La puerta se cerró de golpe antes de que Stephanie pudiera alcanzarla, y ella giró sobre sus talones. China avanzaba hacia ella, con una expresión de calma total en su delicado rostro.

—No tienes derecho a meternos a todos en una guerra —dijo China suavemente—. ¿Quién eres tú para decidir cuándo hemos de entablar la lucha? ¿Quién eres tú para decidir cuándo debemos morir?

—Solo quiero ayudar a mi amigo —dijo Stephanie dando un paso atrás.

—Skulduggery no es tu amigo.

—No sabes de qué estás hablando —respondió Stephanie entrecerrando los ojos.

—Y tú no sabes de quién estás hablando, niña. En el interior de Skulduggery hay una furia que ni siquiera te imaginas. Su odio es de tal intensidad que no creo que puedas ni soñarlo. Ahora mismo, Skulduggery está en el lugar en el que más desea estar.

—Estás loca.

—¿No te ha contado cómo murió?

—Sí —dijo Stephanie—. Lo mató un siervo de Mevolent.

—Lo mató Nefarian Serpine —dijo China—. Pero antes lo torturó para divertirse, lo puso en ridículo y lo despojó de todos sus poderes. Y luego lo señaló con el dedo. ¿Sabías que a Serpine solo le hace falta señalar a alguien con esa mano roja que tiene para matarlo? Te apunta con el dedo, y estás muerto.

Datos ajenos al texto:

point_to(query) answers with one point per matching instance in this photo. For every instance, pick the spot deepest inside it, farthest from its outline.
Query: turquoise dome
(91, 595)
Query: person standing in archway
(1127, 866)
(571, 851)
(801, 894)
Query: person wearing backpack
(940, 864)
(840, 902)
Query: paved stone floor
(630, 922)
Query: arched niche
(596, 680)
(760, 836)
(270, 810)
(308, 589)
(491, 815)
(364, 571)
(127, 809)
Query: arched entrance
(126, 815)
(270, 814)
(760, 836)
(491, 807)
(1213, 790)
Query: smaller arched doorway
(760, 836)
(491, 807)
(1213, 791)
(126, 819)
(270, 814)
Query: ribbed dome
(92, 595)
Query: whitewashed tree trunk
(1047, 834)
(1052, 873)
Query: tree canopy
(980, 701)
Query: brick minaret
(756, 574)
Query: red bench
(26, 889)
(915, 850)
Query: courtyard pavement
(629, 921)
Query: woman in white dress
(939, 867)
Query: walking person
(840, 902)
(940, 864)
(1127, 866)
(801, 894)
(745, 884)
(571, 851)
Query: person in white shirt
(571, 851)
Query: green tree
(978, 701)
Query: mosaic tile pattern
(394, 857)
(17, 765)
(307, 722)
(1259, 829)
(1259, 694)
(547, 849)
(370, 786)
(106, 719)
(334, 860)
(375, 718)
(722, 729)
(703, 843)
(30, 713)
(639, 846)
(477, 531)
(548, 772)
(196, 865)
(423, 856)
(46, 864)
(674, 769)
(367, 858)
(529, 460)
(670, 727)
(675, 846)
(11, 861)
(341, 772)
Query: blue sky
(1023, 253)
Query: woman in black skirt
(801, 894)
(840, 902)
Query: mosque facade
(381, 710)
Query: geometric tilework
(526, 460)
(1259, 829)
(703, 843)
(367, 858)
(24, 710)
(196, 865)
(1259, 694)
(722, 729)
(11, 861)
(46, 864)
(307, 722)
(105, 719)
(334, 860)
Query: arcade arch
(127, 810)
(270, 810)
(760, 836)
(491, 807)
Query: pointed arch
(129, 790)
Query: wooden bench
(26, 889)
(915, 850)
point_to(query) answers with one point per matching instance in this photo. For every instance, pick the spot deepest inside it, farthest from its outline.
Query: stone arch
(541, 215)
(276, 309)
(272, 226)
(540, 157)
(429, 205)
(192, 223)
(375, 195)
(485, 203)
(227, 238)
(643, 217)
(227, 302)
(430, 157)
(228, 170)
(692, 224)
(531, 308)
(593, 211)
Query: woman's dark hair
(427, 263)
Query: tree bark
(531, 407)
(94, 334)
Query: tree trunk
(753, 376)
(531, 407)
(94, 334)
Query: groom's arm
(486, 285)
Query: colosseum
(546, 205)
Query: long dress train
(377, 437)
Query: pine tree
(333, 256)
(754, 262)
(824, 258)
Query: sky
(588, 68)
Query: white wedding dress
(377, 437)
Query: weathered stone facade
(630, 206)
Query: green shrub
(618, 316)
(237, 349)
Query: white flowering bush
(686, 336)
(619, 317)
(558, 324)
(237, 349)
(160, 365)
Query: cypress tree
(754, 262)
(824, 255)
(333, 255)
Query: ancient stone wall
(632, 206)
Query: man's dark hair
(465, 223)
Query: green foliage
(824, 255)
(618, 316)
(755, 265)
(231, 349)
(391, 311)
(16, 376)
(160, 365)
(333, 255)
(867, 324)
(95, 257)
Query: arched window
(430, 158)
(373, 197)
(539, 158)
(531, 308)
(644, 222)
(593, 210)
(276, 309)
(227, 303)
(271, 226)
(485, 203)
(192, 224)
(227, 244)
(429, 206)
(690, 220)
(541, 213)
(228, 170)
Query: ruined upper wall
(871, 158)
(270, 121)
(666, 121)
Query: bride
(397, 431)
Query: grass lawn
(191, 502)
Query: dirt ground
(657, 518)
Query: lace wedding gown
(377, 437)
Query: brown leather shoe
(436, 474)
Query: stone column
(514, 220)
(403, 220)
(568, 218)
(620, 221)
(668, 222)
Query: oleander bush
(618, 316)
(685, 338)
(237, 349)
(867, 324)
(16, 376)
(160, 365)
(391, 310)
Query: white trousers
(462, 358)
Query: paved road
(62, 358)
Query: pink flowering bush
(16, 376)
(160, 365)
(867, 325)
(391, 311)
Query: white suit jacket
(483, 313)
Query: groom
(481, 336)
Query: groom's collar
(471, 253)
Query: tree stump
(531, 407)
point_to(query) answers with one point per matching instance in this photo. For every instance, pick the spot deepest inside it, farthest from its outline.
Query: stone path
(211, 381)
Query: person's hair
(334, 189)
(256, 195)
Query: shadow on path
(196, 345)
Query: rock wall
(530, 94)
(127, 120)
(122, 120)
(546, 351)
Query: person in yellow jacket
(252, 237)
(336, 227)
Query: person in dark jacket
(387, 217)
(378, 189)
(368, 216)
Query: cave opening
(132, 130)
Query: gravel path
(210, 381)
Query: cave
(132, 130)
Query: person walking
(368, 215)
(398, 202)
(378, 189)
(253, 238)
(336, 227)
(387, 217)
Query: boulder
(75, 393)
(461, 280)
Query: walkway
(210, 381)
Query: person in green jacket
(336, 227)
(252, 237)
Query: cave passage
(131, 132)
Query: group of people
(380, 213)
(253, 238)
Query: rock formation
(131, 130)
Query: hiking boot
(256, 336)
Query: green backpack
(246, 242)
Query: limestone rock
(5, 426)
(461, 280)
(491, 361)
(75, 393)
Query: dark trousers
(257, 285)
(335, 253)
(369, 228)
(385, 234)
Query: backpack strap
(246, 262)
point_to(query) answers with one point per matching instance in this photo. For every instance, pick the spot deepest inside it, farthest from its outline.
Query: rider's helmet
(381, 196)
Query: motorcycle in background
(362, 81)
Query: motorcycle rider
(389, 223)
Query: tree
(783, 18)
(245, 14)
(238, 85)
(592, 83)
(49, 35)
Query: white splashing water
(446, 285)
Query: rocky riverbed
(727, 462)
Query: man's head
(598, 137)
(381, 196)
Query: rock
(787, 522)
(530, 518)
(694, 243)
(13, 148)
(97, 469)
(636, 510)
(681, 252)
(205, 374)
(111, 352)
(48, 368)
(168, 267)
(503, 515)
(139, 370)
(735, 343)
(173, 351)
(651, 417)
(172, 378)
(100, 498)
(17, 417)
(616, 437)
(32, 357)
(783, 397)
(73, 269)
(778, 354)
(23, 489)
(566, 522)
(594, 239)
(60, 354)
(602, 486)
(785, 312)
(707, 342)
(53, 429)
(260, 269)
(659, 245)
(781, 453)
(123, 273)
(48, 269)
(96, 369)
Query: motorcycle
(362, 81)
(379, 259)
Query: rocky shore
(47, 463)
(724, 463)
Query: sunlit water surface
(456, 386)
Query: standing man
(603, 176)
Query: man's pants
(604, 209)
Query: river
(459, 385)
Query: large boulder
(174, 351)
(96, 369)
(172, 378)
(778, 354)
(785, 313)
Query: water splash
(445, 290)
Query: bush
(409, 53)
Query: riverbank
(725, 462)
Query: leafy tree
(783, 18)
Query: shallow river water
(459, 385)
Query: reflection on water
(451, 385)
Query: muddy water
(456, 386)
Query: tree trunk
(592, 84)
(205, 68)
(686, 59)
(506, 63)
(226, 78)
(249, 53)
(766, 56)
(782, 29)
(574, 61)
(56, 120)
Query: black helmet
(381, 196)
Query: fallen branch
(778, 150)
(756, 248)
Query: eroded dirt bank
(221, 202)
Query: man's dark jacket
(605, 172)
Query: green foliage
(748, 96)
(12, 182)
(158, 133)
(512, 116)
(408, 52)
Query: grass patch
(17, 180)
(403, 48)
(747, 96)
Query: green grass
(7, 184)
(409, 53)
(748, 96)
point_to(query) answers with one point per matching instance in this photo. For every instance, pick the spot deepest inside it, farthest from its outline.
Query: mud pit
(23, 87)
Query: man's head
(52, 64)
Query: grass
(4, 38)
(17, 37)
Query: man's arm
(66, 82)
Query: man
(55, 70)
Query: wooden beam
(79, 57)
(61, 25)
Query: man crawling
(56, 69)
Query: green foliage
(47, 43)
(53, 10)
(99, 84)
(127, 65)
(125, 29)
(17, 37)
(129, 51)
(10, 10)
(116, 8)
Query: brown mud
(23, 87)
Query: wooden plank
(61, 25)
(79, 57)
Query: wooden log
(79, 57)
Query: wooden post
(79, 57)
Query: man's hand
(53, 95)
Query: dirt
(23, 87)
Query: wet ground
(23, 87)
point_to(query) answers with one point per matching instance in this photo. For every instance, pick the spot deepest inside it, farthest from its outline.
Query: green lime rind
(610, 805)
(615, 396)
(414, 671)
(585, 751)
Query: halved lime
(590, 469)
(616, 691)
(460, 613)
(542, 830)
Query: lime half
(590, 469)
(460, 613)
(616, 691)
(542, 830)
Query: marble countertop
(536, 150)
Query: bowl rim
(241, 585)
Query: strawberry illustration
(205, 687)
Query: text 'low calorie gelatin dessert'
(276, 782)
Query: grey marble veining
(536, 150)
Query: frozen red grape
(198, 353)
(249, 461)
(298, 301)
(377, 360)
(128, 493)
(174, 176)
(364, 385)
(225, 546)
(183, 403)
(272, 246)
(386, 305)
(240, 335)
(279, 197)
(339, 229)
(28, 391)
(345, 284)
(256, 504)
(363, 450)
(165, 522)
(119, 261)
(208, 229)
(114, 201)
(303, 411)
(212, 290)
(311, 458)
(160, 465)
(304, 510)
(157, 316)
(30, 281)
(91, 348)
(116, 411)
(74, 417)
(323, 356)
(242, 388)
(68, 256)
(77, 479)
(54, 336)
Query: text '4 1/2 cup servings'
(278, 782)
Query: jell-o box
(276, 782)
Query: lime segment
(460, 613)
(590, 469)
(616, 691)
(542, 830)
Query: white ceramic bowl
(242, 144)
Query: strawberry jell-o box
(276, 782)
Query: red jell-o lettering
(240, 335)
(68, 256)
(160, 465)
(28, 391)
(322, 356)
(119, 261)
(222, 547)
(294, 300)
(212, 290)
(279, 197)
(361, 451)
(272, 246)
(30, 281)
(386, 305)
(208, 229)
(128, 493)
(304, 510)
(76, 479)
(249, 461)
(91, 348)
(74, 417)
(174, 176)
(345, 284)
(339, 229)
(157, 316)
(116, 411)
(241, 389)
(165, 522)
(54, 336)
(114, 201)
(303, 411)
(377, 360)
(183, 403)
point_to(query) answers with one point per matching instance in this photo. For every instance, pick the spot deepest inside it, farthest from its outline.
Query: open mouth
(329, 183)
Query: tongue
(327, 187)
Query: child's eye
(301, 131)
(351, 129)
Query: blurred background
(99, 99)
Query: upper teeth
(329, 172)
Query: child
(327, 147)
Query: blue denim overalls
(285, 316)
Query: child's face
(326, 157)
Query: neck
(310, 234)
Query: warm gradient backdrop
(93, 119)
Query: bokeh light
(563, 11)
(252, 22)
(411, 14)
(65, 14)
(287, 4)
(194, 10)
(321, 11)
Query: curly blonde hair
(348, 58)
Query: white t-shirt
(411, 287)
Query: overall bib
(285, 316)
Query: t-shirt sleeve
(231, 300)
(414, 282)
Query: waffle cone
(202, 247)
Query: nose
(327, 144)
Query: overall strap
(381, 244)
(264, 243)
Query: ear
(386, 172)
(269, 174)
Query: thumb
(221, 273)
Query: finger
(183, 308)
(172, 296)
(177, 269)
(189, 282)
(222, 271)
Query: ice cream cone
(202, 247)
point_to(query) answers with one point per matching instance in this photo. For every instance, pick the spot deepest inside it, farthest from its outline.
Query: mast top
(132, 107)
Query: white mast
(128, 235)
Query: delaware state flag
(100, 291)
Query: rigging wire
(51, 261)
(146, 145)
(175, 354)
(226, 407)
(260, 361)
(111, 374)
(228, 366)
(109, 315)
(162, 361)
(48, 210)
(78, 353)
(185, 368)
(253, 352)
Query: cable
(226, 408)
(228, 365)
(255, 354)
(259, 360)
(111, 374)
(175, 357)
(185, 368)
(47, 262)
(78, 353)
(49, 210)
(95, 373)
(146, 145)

Stephanie recordó las palabras que le había dicho Skulduggery: «la más atroz de las muertes». En aquel momento no se había dado cuenta de que lo decía por propia experiencia.

—¿Y qué me quieres decir con esto? —dijo en tono desafiante.

—Cuando Skulduggery volvió, reemprendió la lucha con un solo propósito. Su obsesión no era derrotar a las fuerzas del mal, sino vengarse del lacayo de Mevolent. Entonces Mevolent fue derrotado, pero justo cuando Skulduggery estaba a punto de obtener su venganza…

—Se firmó la tregua —dijo Stephanie lentamente.

—Sí, y de pronto su enemigo se convirtió en un ciudadano respetable. Skulduggery ha pasado largo tiempo acariciando ideas de venganza, y ten por seguro que pondrá en riesgo todo lo que tenga a su alcance con tal de hacerlas realidad.

—Me da lo mismo, China. Skulduggery ha sido el único que se ha molestado en investigar el asesinato de mi tío, el único de todos vosotros al que parece preocuparle verdaderamente lo que está pasando, el único que me ha salvado la vida.

—Sí, pero también la ha puesto en peligro. Cada cosa buena que ha hecho por ti ha quedado anulada por otra mala. No le debes nada, niña.

—No pienso abandonarlo.

—No tienes elección.

—¿Cómo vas a impedirme que le ayude? —preguntó Stephanie en tono retador.

—Simplemente voy a pedirte que te quedes aquí sin hacer nada.

—La respuesta es «no».

—Mi querida Stephanie…

Stephanie se quedó helada.

—Siempre he sabido tu nombre, niña —dijo China, observándola—. Tu tío hablaba mucho de ti.

Stephanie se abalanzó hacia la puerta, pero no pudo llegar a ella.

—Stephanie —dijo China suavemente. Stephanie notó cómo sus brazos caían lacios junto a sus costados y se dio la vuelta—. No le cuentes esto a nadie.

Stephanie notó cómo las palabras entraban dentro de ella y supo que iba a obedecer por mucho que la enfureciera. No podía hacer otra cosa. Asintió con la cabeza, sintiendo cómo las lágrimas le anegaban los ojos, y China respondió esbozando su exquisita sonrisa.